4

I would like to parse this kind of code :

{articles mode="extrait" nb="3"}

I am using this regex :

@\{(articles)(?:(?:\s|\ )*(?:(\w+)="(\w+)"))*\}@

But it doesn't work, when I do a preg_match_all, here is the result of a print_r with the $matches parameter:

Array (
    [0] => {articles mode="extraits" nb="3"}
    [1] => articles
    [2] => nb
    [3] => 3
)

I thought that the last * should do the trick of getting all the attributes instead of just the last one.

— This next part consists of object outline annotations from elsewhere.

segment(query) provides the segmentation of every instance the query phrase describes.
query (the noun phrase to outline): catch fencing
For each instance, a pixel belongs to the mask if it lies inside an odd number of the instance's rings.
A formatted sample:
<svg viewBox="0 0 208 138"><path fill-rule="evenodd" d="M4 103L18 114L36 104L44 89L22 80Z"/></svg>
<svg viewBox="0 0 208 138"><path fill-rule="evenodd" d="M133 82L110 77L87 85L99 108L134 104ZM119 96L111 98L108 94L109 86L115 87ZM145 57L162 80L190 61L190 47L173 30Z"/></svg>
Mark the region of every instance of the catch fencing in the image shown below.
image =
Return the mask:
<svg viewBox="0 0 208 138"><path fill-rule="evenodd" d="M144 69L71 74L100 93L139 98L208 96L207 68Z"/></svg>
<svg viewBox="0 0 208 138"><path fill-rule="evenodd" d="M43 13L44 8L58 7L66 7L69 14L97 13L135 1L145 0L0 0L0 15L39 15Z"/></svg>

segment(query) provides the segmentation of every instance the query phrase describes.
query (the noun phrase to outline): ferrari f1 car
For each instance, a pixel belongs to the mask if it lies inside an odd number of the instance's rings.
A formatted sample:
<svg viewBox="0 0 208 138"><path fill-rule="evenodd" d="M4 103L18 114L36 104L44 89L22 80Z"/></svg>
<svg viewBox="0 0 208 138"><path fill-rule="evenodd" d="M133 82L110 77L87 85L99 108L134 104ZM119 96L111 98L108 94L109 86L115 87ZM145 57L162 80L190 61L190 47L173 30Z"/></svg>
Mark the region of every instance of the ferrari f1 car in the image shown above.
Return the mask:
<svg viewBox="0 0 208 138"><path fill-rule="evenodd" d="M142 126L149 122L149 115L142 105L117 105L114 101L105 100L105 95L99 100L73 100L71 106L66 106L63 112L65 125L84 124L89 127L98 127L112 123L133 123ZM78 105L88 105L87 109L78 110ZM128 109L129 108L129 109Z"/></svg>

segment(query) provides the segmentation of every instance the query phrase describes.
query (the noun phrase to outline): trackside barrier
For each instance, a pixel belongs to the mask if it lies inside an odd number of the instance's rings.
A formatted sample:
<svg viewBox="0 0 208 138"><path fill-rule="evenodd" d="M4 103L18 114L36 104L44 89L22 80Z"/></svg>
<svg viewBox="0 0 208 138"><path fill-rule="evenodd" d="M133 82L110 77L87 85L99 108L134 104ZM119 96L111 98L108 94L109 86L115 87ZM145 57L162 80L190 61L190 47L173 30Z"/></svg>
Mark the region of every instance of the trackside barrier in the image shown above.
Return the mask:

Do you see what is missing or incorrect ?

Thank you in advance

DaveRandom
  • 87,921
  • 11
  • 154
  • 174
Pascal Messana
  • 277
  • 4
  • 12
  • 2
    You're repeating a capturing group, which causes the capturing group to capture the last match. – nickb Dec 20 '12 at 15:52
  • And I may add there is no way to get an arbitrary number of captures in PHP. All you can do with regex is to match the whole block first and then run a second regex on the block to extract all attributes (in separate matches) – Martin Ender Dec 20 '12 at 15:59
  • Please see this answer to a similar question: http://stackoverflow.com/a/574968/1447613 – BornKillaz Dec 20 '12 at 16:23

3 Answers3

0
$instances = array();

@ preg_match_all( '/\{articles([^\}]+)\}/', $string, $articles );

if ( false === empty( $articles[1][0] ))
{
   foreach ( $articles[1] as $article )
   {
      @ preg_match_all( '/\b(\w+)="([^"]+)"/', $article, $arguments );

      if ( false === empty( $arguments[0][0] ))
      {
         $settings = array();

         foreach ( $arguments[0] as $index => $argument )
         {
            $settings[$arguments[1][$index]] = $arguments[2][$index];
         }

         $instances[] = $settings;
      }

      unset( $arguments );
   }
}

print_r( $instances );
Ingmar de Lange
  • 289
  • 3
  • 16
0

As @nickb already commented, a repeated capturing group only retains its last match. AFAIK, only .NET provides an implementation that retains all matches. So, I agree with @m.buettner that you must use at least two matches. And @IngmardeLange's solution appears to be an alternate implementation, though I haven't checked it, but still uses at least two matches.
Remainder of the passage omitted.